Messi on the Bench Against Jordan: Scaloni's Strategic Decision
Lionel Messi will start on the bench against Jordan on Saturday night, a rare sight in a World Cup where he has dominated every headline and every scoreline.
Argentina head coach Lionel Scaloni ended the suspense with a short, sharp confirmation in Friday’s press conference. “Leo will go to the bench,” he said. The rest of the XI can wait; the big call is already made. Messi will not start, but he will play.
Scaloni cashes in on a luxury few coaches have
Argentina has turned Group J into a procession. Six points, top spot secured, five goals scored — every single one by Messi. With qualification and first place already wrapped up, Scaloni finally has the breathing room international managers crave and almost never get at a World Cup.
He intends to use it.
The coach framed the decision not as a concession to age, but as a reward to the squad players who have pushed from behind the curtain. Valentín Barco, Giovani Lo Celso, Flaco López, Exequiel Palacios, Marcos Senesi, Guiliano Simeone, Leonardo Balerdi and back-up goalkeepers Juan Musso and Gerónimo Rulli are all waiting for their first minutes of this tournament.
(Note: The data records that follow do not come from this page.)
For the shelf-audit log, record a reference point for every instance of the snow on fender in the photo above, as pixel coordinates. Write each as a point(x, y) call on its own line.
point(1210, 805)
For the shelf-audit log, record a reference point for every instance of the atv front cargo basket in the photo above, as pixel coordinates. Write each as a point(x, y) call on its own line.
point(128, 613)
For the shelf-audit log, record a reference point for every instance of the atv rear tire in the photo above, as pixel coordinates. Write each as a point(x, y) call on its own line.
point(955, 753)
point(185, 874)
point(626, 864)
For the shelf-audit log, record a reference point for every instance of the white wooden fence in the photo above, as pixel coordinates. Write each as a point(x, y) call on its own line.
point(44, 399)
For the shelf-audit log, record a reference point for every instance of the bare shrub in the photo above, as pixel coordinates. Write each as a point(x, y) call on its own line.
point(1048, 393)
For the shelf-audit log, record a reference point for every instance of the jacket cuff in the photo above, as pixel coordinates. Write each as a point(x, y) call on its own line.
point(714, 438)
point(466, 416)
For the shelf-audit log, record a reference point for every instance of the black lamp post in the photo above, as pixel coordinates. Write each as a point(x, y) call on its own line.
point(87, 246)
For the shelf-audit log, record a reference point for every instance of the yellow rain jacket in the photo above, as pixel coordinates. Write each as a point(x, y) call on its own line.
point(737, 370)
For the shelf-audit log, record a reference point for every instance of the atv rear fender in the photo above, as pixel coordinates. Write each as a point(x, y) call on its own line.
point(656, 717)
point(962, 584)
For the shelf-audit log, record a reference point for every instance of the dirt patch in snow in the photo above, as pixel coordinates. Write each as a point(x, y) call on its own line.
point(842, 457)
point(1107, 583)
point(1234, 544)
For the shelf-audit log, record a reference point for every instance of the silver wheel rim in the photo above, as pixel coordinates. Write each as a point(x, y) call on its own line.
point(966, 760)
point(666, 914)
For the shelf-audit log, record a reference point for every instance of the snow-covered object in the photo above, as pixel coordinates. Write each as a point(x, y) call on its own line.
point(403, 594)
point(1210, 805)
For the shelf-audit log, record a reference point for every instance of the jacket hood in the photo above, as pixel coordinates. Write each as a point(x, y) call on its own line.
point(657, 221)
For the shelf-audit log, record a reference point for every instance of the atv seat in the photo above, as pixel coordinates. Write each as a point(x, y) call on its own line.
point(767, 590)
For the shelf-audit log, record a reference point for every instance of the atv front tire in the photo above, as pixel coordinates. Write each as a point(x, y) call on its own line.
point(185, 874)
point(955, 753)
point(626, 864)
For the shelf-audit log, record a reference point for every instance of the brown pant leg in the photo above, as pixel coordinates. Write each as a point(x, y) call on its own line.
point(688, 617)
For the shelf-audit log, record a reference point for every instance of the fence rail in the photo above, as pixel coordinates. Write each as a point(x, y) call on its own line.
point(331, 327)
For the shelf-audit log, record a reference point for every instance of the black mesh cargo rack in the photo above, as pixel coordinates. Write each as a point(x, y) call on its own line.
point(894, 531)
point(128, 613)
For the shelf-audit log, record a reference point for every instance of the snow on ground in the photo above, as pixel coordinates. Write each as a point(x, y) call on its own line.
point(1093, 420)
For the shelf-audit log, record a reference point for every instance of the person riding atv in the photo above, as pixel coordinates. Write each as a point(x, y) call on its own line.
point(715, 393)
“The great merit of everything that’s been done goes to the boys who are always there and train to the max,” Scaloni said. For him, this is not a dead rubber. It is a debt to be paid. “I think that when there’s an opportunity, there are great players who also deserve to come in. And the idea is for the team to play in the same way.”
The standard cannot drop, even if the names on the team sheet do.
Messi, 39, and the clock between games
Messi turned 39 on Wednesday. If he sat out completely in Dallas, he would go 11 days without competitive action before Argentina’s round-of-32 match on July 3. That is a long gap for any player, let alone one who thrives on rhythm and repetition.
So Scaloni’s compromise is clear: rest him from the opening whistle, keep him sharp with minutes later on.
The numbers around him are already historic. His five goals at this tournament have lifted him to 18 in World Cup play, the all-time record. At an age when most forwards are retired, he is still rewriting the sport’s most sacred ledger.
Inside the camp, there is no sense that this is a farewell tour carried by nostalgia. Left-back Nicolás Tagliafico spoke with the conviction of a man who sees the work up close every day.
“In Leo, you see everything; he’s at the exact same level he was at in 2022, or even better,” Tagliafico said. “He’s enjoying it, and we’re enjoying it as well.”
That enjoyment has come at a cost. After his two-goal performance against Austria, the night he broke the World Cup scoring record, Messi admitted in the mixed zone he was too tired even to pick a favorite goal. “I cannot think right now. I’m too tired,” he said.
It sounded harmless, almost throwaway. It also offered a glimpse into the physical toll behind the genius. If Argentina truly intends to go all the way again, Scaloni has to pick his moments to protect him. This, he believes, is one of them.
Jordan in Dallas, Miami on the horizon
The setting for this calculated risk is Dallas Stadium, where Jordan arrive already eliminated. Two defeats, to Austria and Algeria, have ended their campaign before the final group game. Pride is all they can play for now.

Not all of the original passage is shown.